Tell us about a typical working day…
Following an initial check of emails we start each day with a 10-minute digital team stand up meeting. We share each of our priorities for the day are and flag things in the pipeline or help needed.
From then on, a day can be very different dependent on what we’re working on and if there’s an emergency. Right now Syria is a real priority as the situation is the highest level of emergency. So at least once a week I’m part of a cross-organisational senior team who review the situation, how our activity is doing and we agree next steps to take back to teams.
I can then typically have one or more project meetings with team members and suppliers. Recently we’ve been working on mobile compatibility across the site so there have been a few meetings with Chameleon, Netcel, Clearleft and others at different stages.
When I’m not in meetings I am usually sat at my desk in the centre of the team, asking the team and others questions, responding to requests for guidance or coming up with strategies for our digital first transformation.
In amongst all this I also check regularly on twitter (I’m @spirals) for the latest digital news and trends too!
What do you love about your job? What sucks?
On a personal level I genuinely love being even just a small part of the amazing impact UNICEF has for children all over the world. Even a ‘bad day’ isn’t that bad when you put it into that context. However, it is hard knowing we’re still far from every single child having what they need to survive and reach their full potential.
On a purely professional level I love the challenges and variety my role throws at me. Sometimes when you first meet someone they can say ‘how nice’ it is that you work for charity: that sucks as it feels like they don’t really understand that people who work in charity are still professionals, probably with less resources and more complexity!
What kind of goals do you have? What are the most useful metrics and KPIs for measuring success?
The ultimate goal is change for children, more children living and reaching their full potential. On a day-to-day level in UNICEF UK’s work we measure this in fundraising and advocacy terms. How many people are we engaging in taking actions that deliver funds or influence.

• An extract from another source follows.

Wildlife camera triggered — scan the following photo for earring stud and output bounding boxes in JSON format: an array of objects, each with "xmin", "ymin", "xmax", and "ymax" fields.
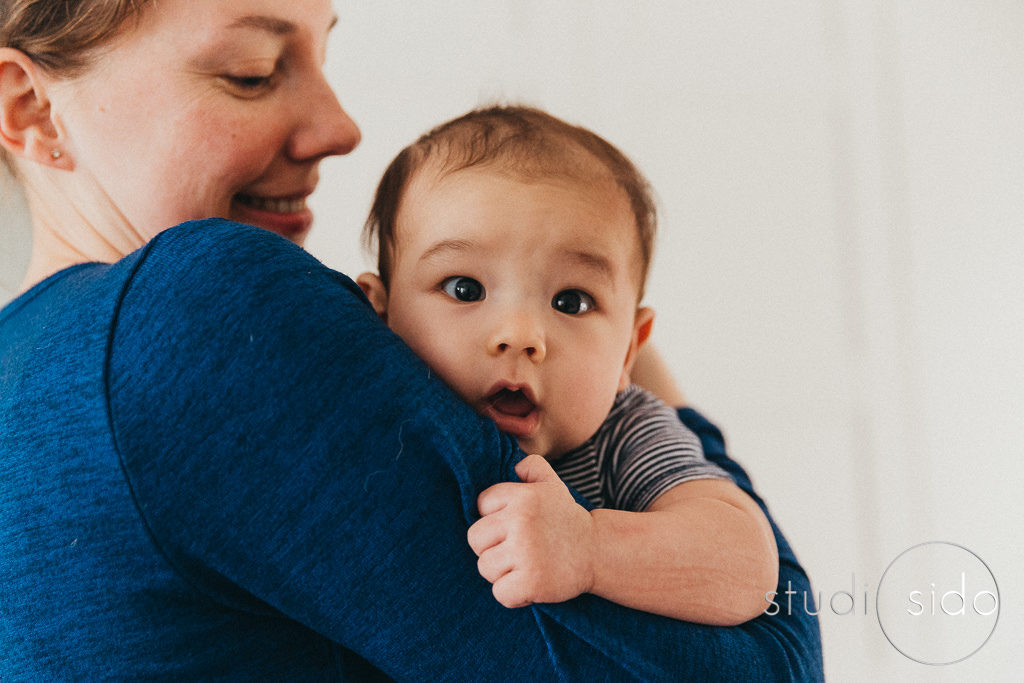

Specifically for my role – its about helping the organisation to deliver those strategic goals in an increasingly digital way based on the expectation and knowledge that this will make us more effective and able to reach more people in the longer term.
What are your favourite tools to help you to get the job done?
In the broadest sense – the best tool is communication and good relationships. So anything that oils those things. For me that means digital collaboration tools like Basecamp, Google Docs and wikis, plus internal social platforms like Yammer.
How did you get started in the digital industry, and where might you go from here?
I think it probably goes back a long time ago. My Dad got me programming lessons at the age of 10!
Fast forwarding, having studied Computer Science and Visual Arts at degree level I did a year’s Vice Presidency of the Student’s Union and afterwards was offered a web project there.
They tried to persuade me to stay but I had my eyes set on London and the charity sector so applied for a role at the MS Society, the rest is history.
From here, I have a few different thoughts about where I could go next but they’re not fully formed and are very fluid. A lot like the digital industry!
Which brands do you think are doing digital well?
It’s hard not to say what everyone says, but that’s probably for a good reason.
Red Bull has turned itself into a media house that happens to be selling fizzy drinks.
Apple, Amazon and Guardian are all showing an agility of digital business model/s, which fascinates me.
In the not-for-profit space, besides from UNICEF of course, I really like what charity:water does. It’s simple – direct – human.
Do you have any advice for people who want to work in the digital industry?
Make sure your digital footprint is updated and appropriate.
Skill up in tech not just creative.
Consider volunteering for a charity if you need experience.
Become a life-long self-motivated learner.
Be adaptable … we need T-shaped people.